Pendant le cours de l'année 1863, il fut frappé du coup qu'il attendait; il s'aperçut qu'il était atteint du diabète. On le vit alors redoubler d'activité, ajouter à ses occupations journalières la chasse, pour laquelle il était passionné, la gymuastique et tous les exercices du corps, auxquels il excellait, s'astreindre résolument aux moyens de traitement que nécessitait son état, et lutter avec une énergique volonté contre la maladie qui le minait sourdement. Jamais la facilité de son caractère, sa bonté sympathique pour tous, sa tendresse pour les siens ne se démentirent pendant tout le temps qui lui fut donné d'envisager le terme fatal. Ceux qui l'aimaient purent un instant croire à sa guérison; mais ils ne puisaient leurs illusions que dans la fermeté calme et la sérénité de son esprit. Au moment où l'espoir renaissait en eux, en lui peut-être, car l'espoir ne disparaît qu'avec la vie, une légère égratignure que Bauchet s'était faite fortuitement à la main devint le point de départ d'un phlegmon gangréneux qui envahit tout le membre supérieur et enleva notre collègue en quarante-huit heures.

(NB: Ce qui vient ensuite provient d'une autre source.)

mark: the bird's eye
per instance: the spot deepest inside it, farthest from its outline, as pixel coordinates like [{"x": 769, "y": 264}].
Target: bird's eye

La mort rapide de Bauchet impressionna douloureusement toutes les personnes qui le connaissaient; aussi l'affluence à ses funérailles fut-elle considérable au milieu d'elle, chacun de nous voit encore avec émotion ce patriarche de la Chirurgie française et notre maître à tous, s'avançant la main étendue sur la dépouille de son élève et de son ami, comme pour le bénir, et, la voix déchirée par les sanglots, lui adressant un adieu qu'il ne put achever. De tels regrets sont le plus bel éloge que l'on puisse faire de celui qui les inspire.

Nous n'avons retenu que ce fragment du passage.